Couldn't report yesterday since Dad took the computer in the evening, so a quick status on yesterday.

Living in the Real World: Full marks on this one. I walked for almost 4 hours and went barefoot in a fountain (Chicago's Millenium park - gorgeous).

Random stranger: Not really random, definitely not a stranger, but I met up downtown with David, a friend from high school (hence the 4 hours wandering the city streets, including the last 15 minutes charging frantically through Chicago trying to get to Union Station before his train left). Yeah, this is me trying to excuse my lack of finding an actual stranger to talk to.

Nontechnical book(s):
John W. Gardner's Self Renewal (which I read on the train) reads like a manual for incoming Olin students. The first half is vastly better than the second. More on this in a separate post.

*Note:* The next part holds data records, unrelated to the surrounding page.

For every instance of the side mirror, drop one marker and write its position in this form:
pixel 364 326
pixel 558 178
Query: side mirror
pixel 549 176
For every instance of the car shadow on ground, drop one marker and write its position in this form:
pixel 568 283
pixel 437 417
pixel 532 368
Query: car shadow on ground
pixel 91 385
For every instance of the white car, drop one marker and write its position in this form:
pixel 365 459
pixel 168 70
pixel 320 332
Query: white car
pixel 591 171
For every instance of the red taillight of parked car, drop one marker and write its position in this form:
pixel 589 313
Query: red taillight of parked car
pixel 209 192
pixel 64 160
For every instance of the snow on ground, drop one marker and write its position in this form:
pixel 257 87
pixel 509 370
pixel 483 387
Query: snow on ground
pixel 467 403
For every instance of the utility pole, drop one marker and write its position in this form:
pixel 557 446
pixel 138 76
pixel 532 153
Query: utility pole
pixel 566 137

Also got halfway through a pretty hefty tome on qigong. One of the things I want to learn about when I go to China is the traditional medicine - or actually, their entire concept of health, disease, energy, and healing. In the Chinese mindset, health and medicine isn't something you just go to the doctor for; you heal yourself every day through the exercises you do, the food you eat, and the way you move and think. It's a kind of balance that I'd like to learn, since balance (and stillness) is something that's sorely lacking in my life.

Technical book(s):
Sheepishly swallowing my words on finishing Learning Python here - chapters are not the same thing as sections, and sections are huge. (This is why I need to look at the actual book when estimating reading speed, not the online table of contents). I read about 11 chapters, but that totals to only 3 sections. Got a long, long way to go.

Productivity:
Nope. I do have a good excuse for it, though. Instead of spending the evening coding as I'd planned, I spent it wrestling with the financial software (Quicken) on my mom's laptop. Hurrah for repeatedly importing and checking statements from various banks and financial institutions. Hurrah for brain-numbing work. (Is there personal finance software out there that's human-usable? Quicken and Money strike me as being frustratingly overkill, and I need to find something more than Excel spreadsheets for myself soon.)

Final grade for the day: C+, but an A for effort.